Começou, então, sua árdua tarefa de encontrar aqui no Brasil, um animalzinho igual ao outro. Com a cópia do documento onde constava a raça e características do cão, foi telefonando para tudo o que era canil que havia na lista. Trabalhou até o final do expediente naquilo. Depois, foi embora descansar ainda preocupadíssimo. Nem dormiu direito naquela noite.
No outro dia, após fazer o trabalho rotineiro, começou novamente sua busca. A proprietária telefonou perguntando se sua carga já havia chegado e sido liberada. Arranjou uma desculpa, afirmando que tinha sido classificada de vermelho, necessitando de outra vistoria pelo fiscal sanitário. Pareceu-lhe que a dona entendeu sua proposição. Chegou até a estranhar um pouco ela não ter esbravejado. Afinal, aquele cãozinho devia ter tomado já tudo o que era vacina.

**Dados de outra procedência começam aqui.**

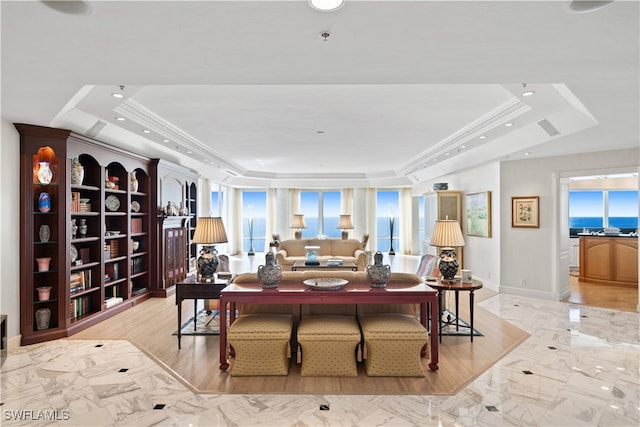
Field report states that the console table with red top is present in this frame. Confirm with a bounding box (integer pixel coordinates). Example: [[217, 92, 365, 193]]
[[220, 282, 439, 371]]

Já no final da tarde, depois de correr com o serviço rotineiro e nos intervalos pendurar-se no telefone, conseguiu com um criador alemão um cão semelhante ao que morrera. Era um mês mais velho que o outro, mas não haveria de fazer tanta diferença assim. O preço é que fazia uma enorme diferença! O bicho era vendido em dólares mesmo. Fez o relatório de responsabilidade do transporte, deu entrada na tesouraria e foi buscar o cão no canil. No dia seguinte, o terceiro da chegada da encomenda, já com a gaiola em ordem, documentada e tudo, telefonou à proprietária anunciando que sua encomenda estava liberada.
Não tardou muito e a dita senhora apareceu toda preocupada para retirar sua encomenda. Quando olhou a gaiola, foi dizendo:
- Essa não é a minha gaiola.
- Minha senhora, disse o funcionário, sua gaiola estava levemente estragada e coloquei em outra bem novinha.

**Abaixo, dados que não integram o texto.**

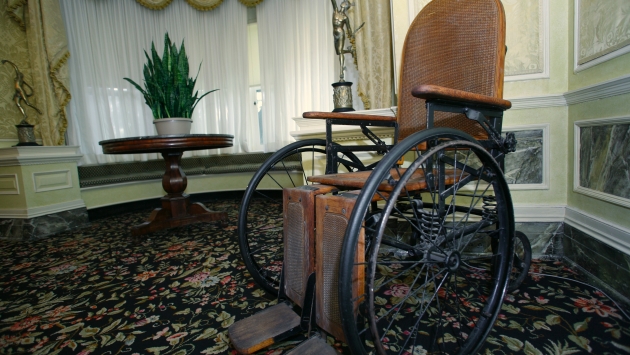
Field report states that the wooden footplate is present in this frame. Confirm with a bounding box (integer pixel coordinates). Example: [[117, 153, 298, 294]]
[[289, 337, 339, 355], [228, 302, 302, 354]]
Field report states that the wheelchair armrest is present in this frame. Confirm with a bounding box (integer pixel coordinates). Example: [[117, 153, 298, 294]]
[[411, 84, 512, 111], [302, 111, 396, 124]]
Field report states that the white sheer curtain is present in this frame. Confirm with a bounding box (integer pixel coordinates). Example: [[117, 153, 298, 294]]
[[61, 0, 249, 164], [256, 0, 336, 151]]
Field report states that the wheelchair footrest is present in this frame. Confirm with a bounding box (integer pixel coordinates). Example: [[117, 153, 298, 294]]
[[228, 302, 302, 354], [288, 336, 339, 355]]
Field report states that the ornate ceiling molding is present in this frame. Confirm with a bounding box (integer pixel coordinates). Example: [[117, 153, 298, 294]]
[[136, 0, 264, 10], [136, 0, 173, 10], [238, 0, 263, 7], [186, 0, 223, 11]]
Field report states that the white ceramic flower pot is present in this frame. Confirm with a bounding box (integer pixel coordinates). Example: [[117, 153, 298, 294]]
[[153, 118, 192, 136]]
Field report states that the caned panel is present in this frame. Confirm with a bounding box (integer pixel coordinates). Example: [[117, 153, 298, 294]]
[[283, 185, 335, 307], [315, 194, 365, 341]]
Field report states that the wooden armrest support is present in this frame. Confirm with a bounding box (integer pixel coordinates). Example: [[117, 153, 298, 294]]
[[411, 85, 512, 110], [302, 112, 396, 122]]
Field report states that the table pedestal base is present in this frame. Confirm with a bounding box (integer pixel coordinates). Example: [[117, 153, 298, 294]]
[[131, 194, 227, 235]]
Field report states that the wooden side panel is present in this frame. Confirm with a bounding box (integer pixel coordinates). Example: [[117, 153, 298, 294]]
[[315, 193, 365, 341]]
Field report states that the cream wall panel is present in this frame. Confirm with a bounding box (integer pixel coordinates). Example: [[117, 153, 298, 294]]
[[567, 92, 630, 229], [33, 170, 72, 192], [0, 174, 20, 195], [574, 0, 630, 71], [0, 166, 27, 209], [20, 163, 81, 208], [568, 0, 630, 90]]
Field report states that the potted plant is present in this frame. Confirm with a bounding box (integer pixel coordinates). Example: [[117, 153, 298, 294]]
[[124, 33, 218, 135]]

A madame olhou dentro e disse espantada:
- Mas esse bicho não é o meu!
- É sim, madame, apressou-se a afirmar o funcionário.
- Não é, não. O meu cachorro estava morto! Ele morreu na Europa enquanto eu estou aqui de férias e pedi que meus familiares despachassem o corpo para que eu o enterrasse aqui perto de mim, com as honras que ele merece! Eu quero o meu mortinho, não esse vivinho aí!
O funcionário quis morrer! Pediu que a senhora esperasse um pouco.
- Senta aqui um pouco, senhora, vou buscar o seu mortinho.
Saiu em desabalada carreira para ver se ainda encontraria o container do lixo. Já haviam levado!!! Pegou seu carro e dirigiu-se a toda velocidade para o aterro onde era despejado. Não era muito longe do aeroporto. Afinal, encontrou a gaiola com o bicho, já fedendo e a levou de volta.
Entregou-a para a madame, que emocionada chorava o tempo todo, limpando seus olhinhos com pequenino lenço de cambraia... Ainda conseguiu perguntar:
- E este vivinho porque está aqui? É encomenda também?
E o funcionário emocionado, lhe respondeu:
- Não, madame, é um presente da companhia aérea, para compensa-la por sua perda irreparável!
- Nossa! Quanta gentileza! Jamais esquecerei este acontecimento!
E o funcionário, entre aliviado e desnorteado, pensando com seus botões:
- Nem eu!
Este fato aconteceu no aeroporto de Viracopos na cidade de Campinas. Com certeza contém diferença de termos apropriados, mas em essência, é isso aí. Foi contada pelo Caê em 22 de Novembro de 2004.